Determining Asset Ownership
What truly determines the direction of the case is the upcoming applicability hearing scheduled for July. The core question is: should the UK court apply Chinese law or UK law?
However, this choice may directly determine how much compensation the victims can ultimately receive. According to Chinese judicial practice, participants in illegal fundraising and the platform are usually recognized as being in a debtor-creditor relationship. Investors hold a right to request the return of funds from the platform, rather than ownership of a specific asset.
If the court adopts this perspective, even if the involved Bitcoins have significantly appreciated in value over the past few years, the scope of claims that victims can assert may still primarily revolve around the original losses.
UK law may offer another pathway. UK common law has long developed a "property tracing" doctrine. If a continuous connection can be established between an asset and the invaded funds, the rights of the original owner could extend to the new assets, even if the form of the assets has changed.
This is precisely the most highly scrutinized part of the case. Because when the Blue Sky Gery case broke out in 2017, the price of Bitcoin was far lower than it is today. After years of increases, the asset scale corresponding to 60,000 Bitcoins has reached tens of billions of dollars.
Domestic Liquidation and UK Procedures Concurrent
Meanwhile, domestic liquidation procedures are also progressing.
The Tianjin authorities had previously initiated registration and verification work for the Blue Sky Gery case liquidation. According to relevant announcements, due to the widespread involvement of regions and participants, some investors have not yet completed registration confirmation, hence the verification deadline has been extended to January 2026. The final verification results will become an important basis for subsequent fund returns.
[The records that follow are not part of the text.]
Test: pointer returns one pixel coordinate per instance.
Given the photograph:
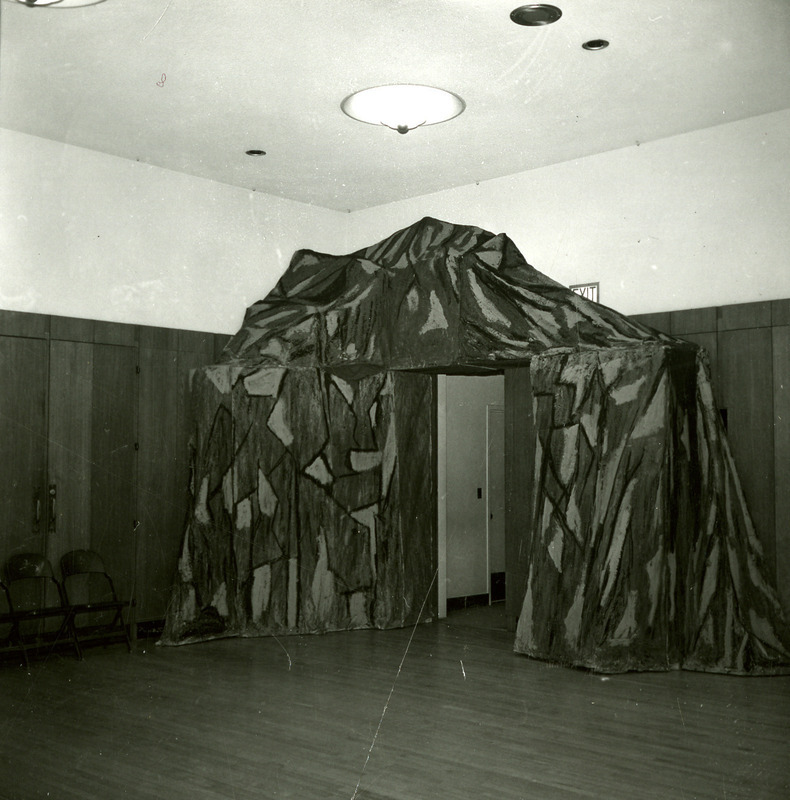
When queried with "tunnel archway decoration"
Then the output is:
(312, 490)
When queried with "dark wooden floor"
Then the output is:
(466, 719)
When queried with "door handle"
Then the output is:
(53, 494)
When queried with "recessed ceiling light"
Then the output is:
(535, 14)
(596, 44)
(403, 106)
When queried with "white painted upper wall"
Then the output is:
(85, 234)
(699, 219)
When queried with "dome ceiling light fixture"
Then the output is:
(535, 14)
(403, 106)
However, several attorneys involved in the case pointed out that the domestic liquidation process and the UK's civil recovery process are independent of each other.
Even if investors have reported cases, registered, or participated in domestic liquidation, they still need to assert their claims according to the requirements of the UK court to participate in the asset distribution in the UK.
Ten years ago, the P2P scam left countless families devastated. Now, with the main suspect Qian Zhiming hiding for years finally brought to justice, how the victims will legally recover and be compensated will become an unprecedented legal challenge, as well as a landmark case in the history of judicial cooperation between China and the UK. The subsequent developments are worth noting.